Sun Yat-sen was a Chinese politician, physician, and political philosopher, who served as the provisional first president of the Republic of China and the first leader of the Kuomintang - the Nationalist Party of China. According to Wikipedia, he is referred as the "Father of the Nation" in the Republic of China for his instrumental role in the overthrow of the Qing dynasty during the Xinhai Revolution. Sun is unique among 20th-century Chinese leaders for being widely revered in both mainland China and Taiwan.
We specifically went there to get a glimps at the statue and the tomb. It's a little climb up the side of the mountain to get there but it's worth it since the views of Nanjing from up there are stunning.

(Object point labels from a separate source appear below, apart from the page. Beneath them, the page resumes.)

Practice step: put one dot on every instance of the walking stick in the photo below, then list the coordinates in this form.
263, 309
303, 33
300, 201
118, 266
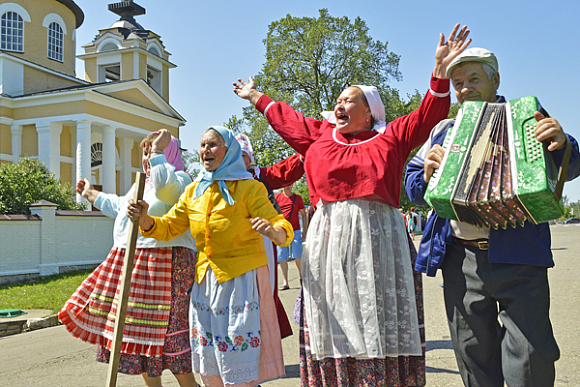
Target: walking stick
125, 287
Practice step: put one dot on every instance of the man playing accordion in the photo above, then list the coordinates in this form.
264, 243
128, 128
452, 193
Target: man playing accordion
491, 273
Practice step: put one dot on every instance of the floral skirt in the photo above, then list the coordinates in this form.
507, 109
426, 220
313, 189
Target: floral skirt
235, 336
154, 338
402, 371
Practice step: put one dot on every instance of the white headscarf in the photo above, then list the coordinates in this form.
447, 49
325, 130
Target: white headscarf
375, 104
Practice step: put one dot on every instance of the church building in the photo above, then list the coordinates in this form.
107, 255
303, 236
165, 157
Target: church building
89, 127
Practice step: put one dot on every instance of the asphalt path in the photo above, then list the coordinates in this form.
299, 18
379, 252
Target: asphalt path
51, 356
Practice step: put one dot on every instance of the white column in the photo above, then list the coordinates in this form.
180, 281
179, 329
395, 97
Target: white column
83, 153
16, 142
125, 147
109, 180
49, 145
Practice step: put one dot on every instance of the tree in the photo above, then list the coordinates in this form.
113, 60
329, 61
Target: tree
29, 181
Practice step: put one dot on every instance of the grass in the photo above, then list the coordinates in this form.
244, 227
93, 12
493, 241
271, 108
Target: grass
49, 293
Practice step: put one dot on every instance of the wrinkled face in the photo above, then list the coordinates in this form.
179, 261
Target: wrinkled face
353, 115
247, 160
212, 150
145, 158
471, 83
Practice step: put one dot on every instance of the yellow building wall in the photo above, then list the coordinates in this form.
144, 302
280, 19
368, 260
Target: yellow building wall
136, 157
49, 110
36, 35
91, 70
29, 141
136, 97
5, 139
142, 66
6, 112
166, 83
118, 115
36, 80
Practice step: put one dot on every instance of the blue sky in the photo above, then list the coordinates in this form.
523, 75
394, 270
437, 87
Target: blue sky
213, 43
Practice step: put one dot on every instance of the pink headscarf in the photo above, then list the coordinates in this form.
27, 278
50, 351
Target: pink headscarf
172, 153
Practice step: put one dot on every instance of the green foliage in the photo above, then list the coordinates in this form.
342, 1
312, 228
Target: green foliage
49, 293
29, 181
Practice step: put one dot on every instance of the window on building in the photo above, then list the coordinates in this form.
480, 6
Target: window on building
12, 32
55, 41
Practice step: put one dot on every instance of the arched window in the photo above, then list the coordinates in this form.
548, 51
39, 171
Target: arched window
55, 41
12, 34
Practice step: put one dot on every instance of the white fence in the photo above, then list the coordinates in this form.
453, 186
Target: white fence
51, 242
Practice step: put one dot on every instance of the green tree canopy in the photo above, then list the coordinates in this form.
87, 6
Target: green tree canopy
29, 181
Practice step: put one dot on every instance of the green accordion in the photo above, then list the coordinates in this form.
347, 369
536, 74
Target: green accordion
494, 172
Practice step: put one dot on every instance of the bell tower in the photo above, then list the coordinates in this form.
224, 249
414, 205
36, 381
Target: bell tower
127, 51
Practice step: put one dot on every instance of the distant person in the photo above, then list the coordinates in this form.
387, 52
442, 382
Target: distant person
235, 335
293, 208
496, 289
156, 333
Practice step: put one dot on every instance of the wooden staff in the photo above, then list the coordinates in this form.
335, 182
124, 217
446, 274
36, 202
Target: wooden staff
125, 287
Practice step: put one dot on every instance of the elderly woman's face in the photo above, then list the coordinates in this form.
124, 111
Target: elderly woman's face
212, 150
353, 116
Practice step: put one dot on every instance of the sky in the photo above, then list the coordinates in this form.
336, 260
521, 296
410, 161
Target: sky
215, 42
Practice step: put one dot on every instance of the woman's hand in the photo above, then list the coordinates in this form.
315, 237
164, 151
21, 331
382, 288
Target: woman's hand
87, 190
447, 51
247, 90
264, 227
138, 211
162, 141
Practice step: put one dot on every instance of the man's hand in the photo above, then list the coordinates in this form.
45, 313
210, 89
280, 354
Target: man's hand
433, 161
549, 129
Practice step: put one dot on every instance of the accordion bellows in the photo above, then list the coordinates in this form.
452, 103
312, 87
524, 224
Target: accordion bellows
494, 172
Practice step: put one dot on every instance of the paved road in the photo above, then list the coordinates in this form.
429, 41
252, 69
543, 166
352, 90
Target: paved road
53, 357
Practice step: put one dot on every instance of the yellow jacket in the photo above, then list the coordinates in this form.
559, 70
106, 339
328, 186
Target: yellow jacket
223, 234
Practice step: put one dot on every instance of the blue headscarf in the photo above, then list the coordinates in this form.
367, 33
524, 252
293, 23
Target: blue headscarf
231, 168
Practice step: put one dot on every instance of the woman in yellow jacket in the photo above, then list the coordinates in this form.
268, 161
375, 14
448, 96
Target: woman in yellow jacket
235, 338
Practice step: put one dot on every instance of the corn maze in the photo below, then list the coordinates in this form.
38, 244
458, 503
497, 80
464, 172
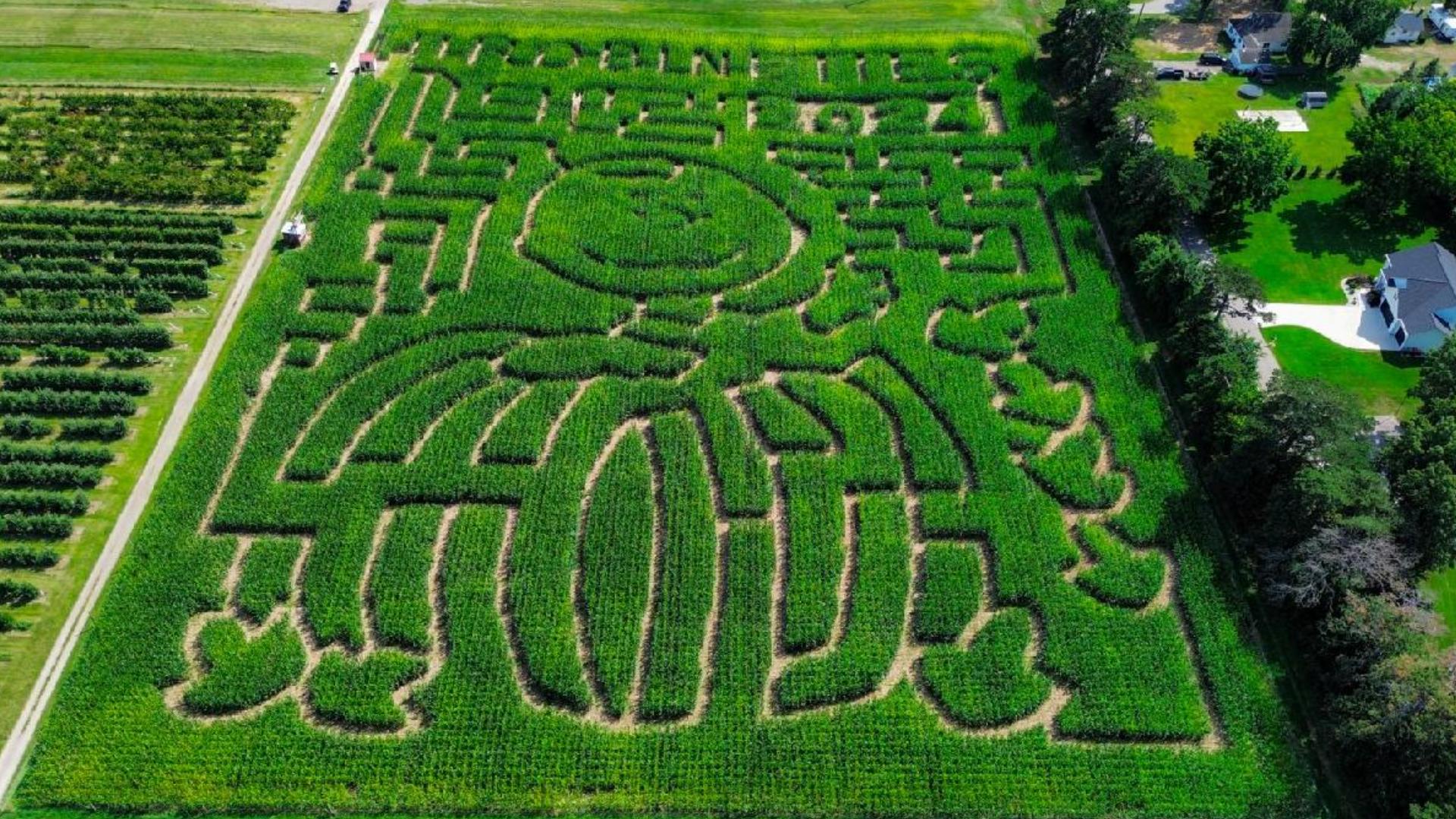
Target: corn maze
679, 428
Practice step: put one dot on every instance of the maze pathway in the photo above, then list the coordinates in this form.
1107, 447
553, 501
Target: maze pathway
638, 303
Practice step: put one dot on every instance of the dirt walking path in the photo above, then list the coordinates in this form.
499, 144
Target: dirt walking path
18, 745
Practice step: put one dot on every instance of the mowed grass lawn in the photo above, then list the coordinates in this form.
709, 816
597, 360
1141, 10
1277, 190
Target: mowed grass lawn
774, 18
1440, 586
1313, 238
169, 46
1310, 241
1379, 381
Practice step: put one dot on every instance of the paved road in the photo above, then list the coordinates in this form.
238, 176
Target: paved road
15, 749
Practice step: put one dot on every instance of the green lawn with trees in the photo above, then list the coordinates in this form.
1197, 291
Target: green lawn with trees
1312, 240
1338, 537
1316, 235
1379, 381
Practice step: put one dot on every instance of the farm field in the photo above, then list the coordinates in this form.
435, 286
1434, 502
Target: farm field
49, 278
721, 428
171, 44
758, 18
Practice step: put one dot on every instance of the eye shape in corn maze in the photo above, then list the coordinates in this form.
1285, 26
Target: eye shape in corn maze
642, 400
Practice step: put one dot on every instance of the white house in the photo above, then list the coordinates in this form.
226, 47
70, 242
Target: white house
1407, 28
1417, 290
1258, 37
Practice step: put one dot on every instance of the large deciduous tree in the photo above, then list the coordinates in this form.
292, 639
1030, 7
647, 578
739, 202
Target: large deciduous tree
1084, 36
1248, 165
1405, 155
1152, 188
1332, 34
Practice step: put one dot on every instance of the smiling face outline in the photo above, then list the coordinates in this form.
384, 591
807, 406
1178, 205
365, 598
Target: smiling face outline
691, 232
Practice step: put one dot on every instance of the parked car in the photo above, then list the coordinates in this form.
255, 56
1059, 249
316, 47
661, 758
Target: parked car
1264, 74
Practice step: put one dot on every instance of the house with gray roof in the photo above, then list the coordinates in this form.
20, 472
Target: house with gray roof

The Confucius Temple District...
We spent the last night of our stay in Nanjing around the area of the old Confucius Temple, also known as Nanjing Fuzimiao (Chinese: 夫子庙; lit.: 'Confucian Temple'). Originally, the temple was constructed in the year of 1034 in the Song Dynasty (420-589). It suffered repeated damage and has been rebuilt on several occasions since that time.
It is a lively and very well kept neighborhood with a lot of small shops, restaurants and pagoda roofed buildings. There are around 50 to 60 original village sites that have been found on the banks of Quinhuai River. Other attractions include historical sites, gardens and folk customs. The highlight for many is probably to take a ride with one of the boats on Qinhuai River to get an ever better look at the whole area from the water. We didn't do it though.
To say the least, we have truly enjoyed visiting Nanjing, even though it's only been two days. There is plenty to see and we were lucky that we went there just after Chinese Golden Week (Independence Day and Mid Autumn Festival) so there weren't as many tourists as usual. Getting around the city with the metro was very easy and convenient, we also tried using the bus and DiDi, both worked fine.
We'll probably go there again since there are many sites where you can spend more than just the few hours we had to spare - a whole day at the Purple Mountain for example.
The travel itch has been scratched but I am already looking forward to cross another place of my list, may it be Xi'an, Guilin, Chengdu or a place further away... For now, let me say this: China, the culture, the architecture and the nature that we've been able to discover so far, is truly beautiful.